C’est d’ailleurs dans ce contexte que mon pays, le Cameroun, a
bénéficié d’un appui financier substantiel du FMI au titre de la
facilité contre les chocs exogènes.

Je m’en réjouis et je tiens ici à remercier les dirigeants du Fonds
Monétaire International. Ce soutien venu à propos, va conforter les
mesures anticycliques que nous avons prises, tant au niveau
national que sous-régional, ayant pleinement conscience que l’aide
extérieure n’est qu’un appoint et ne saurait se substituer à nos
efforts propres.

C’est ainsi qu’au Cameroun, nous avons, entre autres, procédé au
renforcement des secteurs productifs et entrepris des actions visant
à réduire les prix des denrées de première nécessité et à améliorer
l’environnement des affaires.

Au niveau de la sous-région, les pays de la Communauté
Economique et Monétaire de l’Afrique centrale ont convenu de la
mise en place de mesures d’incitation fiscale et de la création d’un
Fonds de soutien aux Secteurs les plus touchés par la crise.

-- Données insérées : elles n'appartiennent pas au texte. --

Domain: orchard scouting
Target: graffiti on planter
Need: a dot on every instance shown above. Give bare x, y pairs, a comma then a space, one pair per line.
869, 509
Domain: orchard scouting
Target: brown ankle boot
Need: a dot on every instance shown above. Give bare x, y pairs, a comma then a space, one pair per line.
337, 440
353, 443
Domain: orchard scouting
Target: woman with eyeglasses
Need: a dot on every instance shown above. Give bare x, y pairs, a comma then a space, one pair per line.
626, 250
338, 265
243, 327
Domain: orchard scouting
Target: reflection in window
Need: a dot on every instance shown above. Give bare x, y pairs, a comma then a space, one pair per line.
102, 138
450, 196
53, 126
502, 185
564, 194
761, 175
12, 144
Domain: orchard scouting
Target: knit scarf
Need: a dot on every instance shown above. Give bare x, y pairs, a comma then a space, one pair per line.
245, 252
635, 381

C’est dire qu’en accueillant favorablement l’aide de la
Communauté Internationale, nous savons que celle-ci ne peut
porter ses fruits que si elle s’appuie sur des méthodes de gestion
rigoureuse et des pratiques de bonne gouvernance fondées sur la
primauté de l’intérêt public.

Au demeurant, c’est dans cet esprit que je préconisais il y a
quelques années du haut de cette tribune, la création au sein des
Nations Unies d’un Comité Mondial pour l’Ethique, car c’est bien
une conjonction de dérives morales, de graves entorses à l’éthique
qui se trouve à la base de la crise financière actuelle que connaît le
monde.

Nous voulons espérer que dans les meilleurs délais possibles, à la
faveur d’une prise de conscience et d’une mobilisation collectives,
nous en viendrons à bout.

Mais parallèlement à la crise financière et économique, nous
demeurons préoccupés par d’autres enjeux non moins importants :
 la crise alimentaire continue de sévir dans beaucoup de pays
en développement ;
 la lutte pour la réduction de la pauvreté est loin d’être
gagnée ;
 la paix et la sécurité internationales sont toujours menacées à
travers le monde et particulièrement en Afrique ;
 les changements climatiques se font chaque jour plus
inquiétants, avec des conséquences visibles dans tous les
pays.

S’agissant notamment des changements climatiques, l’Afrique, à
l’instar des autres continents, en expérimente durement les effets,
quand bien même sa participation à l’émission des gaz à effet de
serre demeure faible.

Le réchauffement climatique qui en est le fait le plus marquant a
des conséquences dans nombre de secteurs socio-économiques,
dont l’énergie, la santé, l’agriculture, l’élevage et les écosystèmes,
sans parler de la désertification galopante.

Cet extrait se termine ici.